Noces restera longtemps imprimé dans nos mémoires, avec cette musique envoûtante qui soulève et anime les corps. Bravo, Mirea Delogu, Antoine Dubois, Matt Emig, Chloé Fagot, Clara Freschel, Verity Jacobsen, Florette Jager, Erwan Jean-Pouvreau, Florine Pegat- Toquet, Maxime Pelillo, Valen Rivat-Fournier, Lin Yu-Hua.Bravo aussi Caroline Anteski pour ses costumes et Jacques Chatelet pour ses éclairages. Aux saluts, le public s’est levé enthousiaste. Il ne faut pas manquer ce florilège qui bénéficie d’une grande tournée.

Mireille Davidovici

Spectacle vu le 21 juin au Corum, Montpellier ( Hérault).

Montpellier Danse se poursuit jusqu’au 4 juillet, 18 rue Sainte-Ursule, Montpellier. T. : 04 67 60 83 60.

 Du 11 au 14 septembre, Pavillon Noir, Aix-en-Provence (Bouches-du-Rhône).

Du 18 au 20 octobre, Opéra de Rouen ( Seine-Maritime) ; du 7 au 10 octobre, Scène Nationale de Châteauvallon, Ollioules (Var).

Du 1er au 3 décembre, Théâtre des Champs-Elysées, Paris. 

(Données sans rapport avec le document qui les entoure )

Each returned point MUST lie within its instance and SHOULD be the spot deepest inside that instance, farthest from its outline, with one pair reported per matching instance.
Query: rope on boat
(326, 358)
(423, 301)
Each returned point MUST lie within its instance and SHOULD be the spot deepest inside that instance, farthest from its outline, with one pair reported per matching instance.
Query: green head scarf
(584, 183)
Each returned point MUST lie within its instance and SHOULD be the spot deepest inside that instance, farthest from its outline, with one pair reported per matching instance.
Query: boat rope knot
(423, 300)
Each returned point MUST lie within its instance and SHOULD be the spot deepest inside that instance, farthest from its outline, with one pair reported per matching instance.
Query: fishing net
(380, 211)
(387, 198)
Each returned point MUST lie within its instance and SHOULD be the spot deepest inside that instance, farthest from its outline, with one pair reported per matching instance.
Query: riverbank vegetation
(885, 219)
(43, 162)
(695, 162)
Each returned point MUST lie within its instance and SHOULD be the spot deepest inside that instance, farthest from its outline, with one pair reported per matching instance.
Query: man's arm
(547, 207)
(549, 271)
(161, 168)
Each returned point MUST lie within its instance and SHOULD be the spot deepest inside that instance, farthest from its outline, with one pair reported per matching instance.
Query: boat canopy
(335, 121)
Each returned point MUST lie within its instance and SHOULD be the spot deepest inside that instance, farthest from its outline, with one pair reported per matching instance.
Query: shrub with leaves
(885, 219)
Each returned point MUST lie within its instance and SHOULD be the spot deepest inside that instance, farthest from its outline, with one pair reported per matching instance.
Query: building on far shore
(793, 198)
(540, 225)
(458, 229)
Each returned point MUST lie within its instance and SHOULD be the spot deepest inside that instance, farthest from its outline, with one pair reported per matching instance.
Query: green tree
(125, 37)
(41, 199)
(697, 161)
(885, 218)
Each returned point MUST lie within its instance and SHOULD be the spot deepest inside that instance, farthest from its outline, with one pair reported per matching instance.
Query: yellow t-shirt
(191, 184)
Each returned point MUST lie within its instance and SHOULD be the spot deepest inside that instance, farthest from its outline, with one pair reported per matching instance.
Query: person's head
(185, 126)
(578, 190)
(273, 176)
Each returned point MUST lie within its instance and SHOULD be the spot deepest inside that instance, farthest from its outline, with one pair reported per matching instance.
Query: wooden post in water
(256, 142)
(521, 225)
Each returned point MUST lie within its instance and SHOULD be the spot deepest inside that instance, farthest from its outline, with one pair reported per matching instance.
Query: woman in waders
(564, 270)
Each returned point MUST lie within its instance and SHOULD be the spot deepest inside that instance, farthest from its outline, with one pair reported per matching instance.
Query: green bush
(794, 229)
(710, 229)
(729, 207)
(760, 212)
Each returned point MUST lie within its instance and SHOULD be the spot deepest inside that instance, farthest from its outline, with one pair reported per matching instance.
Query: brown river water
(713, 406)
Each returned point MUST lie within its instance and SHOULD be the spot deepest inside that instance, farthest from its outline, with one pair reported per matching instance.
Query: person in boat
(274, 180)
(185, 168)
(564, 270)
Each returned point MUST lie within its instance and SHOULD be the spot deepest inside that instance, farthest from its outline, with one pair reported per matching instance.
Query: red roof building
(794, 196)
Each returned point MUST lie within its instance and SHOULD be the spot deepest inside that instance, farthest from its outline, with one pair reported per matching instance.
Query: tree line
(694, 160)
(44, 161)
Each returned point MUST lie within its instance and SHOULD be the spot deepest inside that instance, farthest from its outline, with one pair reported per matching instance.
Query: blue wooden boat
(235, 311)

 Les 22 et 23 mars, Scène 55, Mougins  ; 26 mars, Théâtre en Dracénie, Draguignan (Var); du 28 mars au 5 avril, Opéra Royal du château de Versailles ,

Le 7 avril, Théâtre de Thionville ; les 26 et 27 avril, Théâtre Jean Vilar, Suresnes ( Hauts-de-Seine) .

Du 16 au 18 mai, Théâtre National de Nice ; le 24 mai, Auditorium, Dijon ( Côte d’Or) ; 20 juillet, Nuits de la Citadelle, Sisteron (Alpes-de-Haute-Provence).